Dieser Frage geht eine Forschungsgruppe der Universität Innsbruck in den nächsten vier Jahren nach. Und sie macht es dort, wo massive Erschütterungen konserviert werden: am Grund der Seen. "Die Sedimente sind wie Jahresringe bei einem Baum", erklärte Projektleiter Jasper Moernaut im Gespräch mit der APA. Erdrutsche unter Wasser, wie sie etwa durch Erdbeben ausgelöst werden, verewigen sich dort. "Am Land unterliegt ein Erdrutsch der Erosion, oder Menschen tragen das Geröll weg und bauen Straßen. Am Seegrund gibt es das alles nicht." Und die Zusammensetzung der Erdrutsch-Sedimente unterscheidet sich deutlich von den üblichen Ablagerungen.

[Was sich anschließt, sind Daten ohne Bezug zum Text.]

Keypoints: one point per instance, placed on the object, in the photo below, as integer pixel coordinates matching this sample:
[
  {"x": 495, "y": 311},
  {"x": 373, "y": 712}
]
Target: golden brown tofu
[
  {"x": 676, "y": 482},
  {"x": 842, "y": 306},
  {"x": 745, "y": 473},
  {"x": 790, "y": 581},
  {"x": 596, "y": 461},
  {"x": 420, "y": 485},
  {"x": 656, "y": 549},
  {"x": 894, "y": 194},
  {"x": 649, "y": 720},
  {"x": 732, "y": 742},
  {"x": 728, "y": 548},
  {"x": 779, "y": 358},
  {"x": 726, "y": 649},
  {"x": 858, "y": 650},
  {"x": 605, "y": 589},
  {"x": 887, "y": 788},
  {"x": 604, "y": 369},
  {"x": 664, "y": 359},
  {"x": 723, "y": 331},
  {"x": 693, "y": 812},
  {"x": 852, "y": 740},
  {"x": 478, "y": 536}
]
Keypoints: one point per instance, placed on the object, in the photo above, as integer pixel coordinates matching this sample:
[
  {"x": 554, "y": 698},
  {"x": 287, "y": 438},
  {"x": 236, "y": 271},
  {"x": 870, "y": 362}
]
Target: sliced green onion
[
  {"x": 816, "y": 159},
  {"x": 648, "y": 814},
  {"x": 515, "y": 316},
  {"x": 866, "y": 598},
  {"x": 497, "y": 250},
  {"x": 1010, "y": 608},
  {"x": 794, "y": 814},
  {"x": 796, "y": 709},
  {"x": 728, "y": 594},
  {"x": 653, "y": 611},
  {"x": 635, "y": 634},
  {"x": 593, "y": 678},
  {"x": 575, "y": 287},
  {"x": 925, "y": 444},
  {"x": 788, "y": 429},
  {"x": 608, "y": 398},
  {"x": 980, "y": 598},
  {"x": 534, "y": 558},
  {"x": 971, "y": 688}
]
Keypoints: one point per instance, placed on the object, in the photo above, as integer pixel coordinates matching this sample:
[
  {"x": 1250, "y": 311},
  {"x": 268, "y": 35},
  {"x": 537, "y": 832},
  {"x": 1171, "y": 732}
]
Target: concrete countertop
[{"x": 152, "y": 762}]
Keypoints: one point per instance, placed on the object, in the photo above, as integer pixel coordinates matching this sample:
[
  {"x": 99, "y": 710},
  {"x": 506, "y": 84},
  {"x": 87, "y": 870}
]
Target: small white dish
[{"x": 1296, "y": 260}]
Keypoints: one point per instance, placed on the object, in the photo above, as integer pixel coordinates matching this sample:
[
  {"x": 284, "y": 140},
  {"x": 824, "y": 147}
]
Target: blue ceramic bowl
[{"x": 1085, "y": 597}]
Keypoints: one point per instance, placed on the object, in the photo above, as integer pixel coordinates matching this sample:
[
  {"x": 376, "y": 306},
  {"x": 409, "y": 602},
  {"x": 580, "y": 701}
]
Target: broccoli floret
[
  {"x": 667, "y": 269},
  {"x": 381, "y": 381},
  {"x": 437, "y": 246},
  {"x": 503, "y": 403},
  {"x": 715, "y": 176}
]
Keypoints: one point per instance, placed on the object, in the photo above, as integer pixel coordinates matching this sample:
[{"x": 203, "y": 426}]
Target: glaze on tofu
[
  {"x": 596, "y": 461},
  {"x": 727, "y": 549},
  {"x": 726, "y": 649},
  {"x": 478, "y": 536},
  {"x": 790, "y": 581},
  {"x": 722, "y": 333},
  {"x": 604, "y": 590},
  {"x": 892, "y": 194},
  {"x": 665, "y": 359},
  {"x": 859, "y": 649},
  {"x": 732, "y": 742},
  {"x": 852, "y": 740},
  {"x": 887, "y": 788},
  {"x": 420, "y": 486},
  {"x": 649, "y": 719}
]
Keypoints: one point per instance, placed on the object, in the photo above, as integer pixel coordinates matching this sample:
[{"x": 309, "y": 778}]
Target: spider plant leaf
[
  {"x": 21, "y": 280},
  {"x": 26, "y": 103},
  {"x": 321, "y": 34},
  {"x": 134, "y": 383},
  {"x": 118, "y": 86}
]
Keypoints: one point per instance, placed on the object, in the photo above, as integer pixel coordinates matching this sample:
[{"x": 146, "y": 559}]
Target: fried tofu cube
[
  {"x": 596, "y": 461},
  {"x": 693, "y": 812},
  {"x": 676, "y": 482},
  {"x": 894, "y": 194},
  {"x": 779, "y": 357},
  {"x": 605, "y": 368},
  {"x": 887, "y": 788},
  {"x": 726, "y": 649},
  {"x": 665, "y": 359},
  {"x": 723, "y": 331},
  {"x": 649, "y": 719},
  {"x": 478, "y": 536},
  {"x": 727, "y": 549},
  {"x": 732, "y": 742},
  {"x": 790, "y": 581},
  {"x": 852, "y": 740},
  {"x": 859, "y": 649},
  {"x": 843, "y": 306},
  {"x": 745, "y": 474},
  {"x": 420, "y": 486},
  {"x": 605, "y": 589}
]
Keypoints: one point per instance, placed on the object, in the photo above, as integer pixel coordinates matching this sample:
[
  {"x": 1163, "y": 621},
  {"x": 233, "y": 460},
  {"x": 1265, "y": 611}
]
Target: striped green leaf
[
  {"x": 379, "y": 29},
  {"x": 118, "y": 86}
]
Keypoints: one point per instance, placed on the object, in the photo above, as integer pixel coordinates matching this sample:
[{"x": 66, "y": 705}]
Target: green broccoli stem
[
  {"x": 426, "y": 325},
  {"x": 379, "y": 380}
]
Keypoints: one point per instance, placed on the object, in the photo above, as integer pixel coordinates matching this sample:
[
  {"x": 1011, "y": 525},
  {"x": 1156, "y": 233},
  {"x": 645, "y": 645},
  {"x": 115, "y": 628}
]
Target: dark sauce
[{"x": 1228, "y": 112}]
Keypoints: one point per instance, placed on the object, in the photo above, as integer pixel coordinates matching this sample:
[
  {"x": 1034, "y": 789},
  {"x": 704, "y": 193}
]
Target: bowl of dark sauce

Aktuell entnehmen der belgische Geologe und sein Doktorand Christoph Daxer im Wörthersee an unterschiedlichen Stellen Sedimentkerne. Die letzte Eiszeit, welche die Landschaft geformt hat, hatte ihren Höhepunkt vor 20.000 Jahren. Seit etwa 18.000 Jahren, seit sich die Gletscher zurückgezogen haben, gibt es die Kärntner Seen, erklärt Moernaut. "Große Erdbeben gibt es alle 200 oder 300 Jahre. Die letzten 800 Jahre sind durch historische Quellen relativ gut dokumentiert." Aber wie oft gibt es ein Beben, das Berge einstürzen lässt? Ein Beben wie 1348?

Rückschlüsse auf Häufigkeit

In der Veldener Bucht sind die Forscher bereits fündig geworden. Hier zeigen die Ablagerungen am Seegrund einen großen Erdrutsch an. Die Vermutung liegt nahe, dass das Erdbeben von 1348 der Auslöser gewesen sein könnte. Die Auswertung der Proben wird Gewissheit bringen. Die aktuell gezogenen Proben sind noch vergleichsweise klein. Plexiglasröhren, die mit einem Gewicht beschwert in den Boden gestoßen werden, fördern etwa die oberen eineinhalb Meter Seegrund zutage. Im kommenden Sommer wird in einem nächsten Schritt rund 15 Meter tief gebohrt. Moernaut: "Vielleicht 14.000 Jahre werden wir dann im Sedimentkern haben."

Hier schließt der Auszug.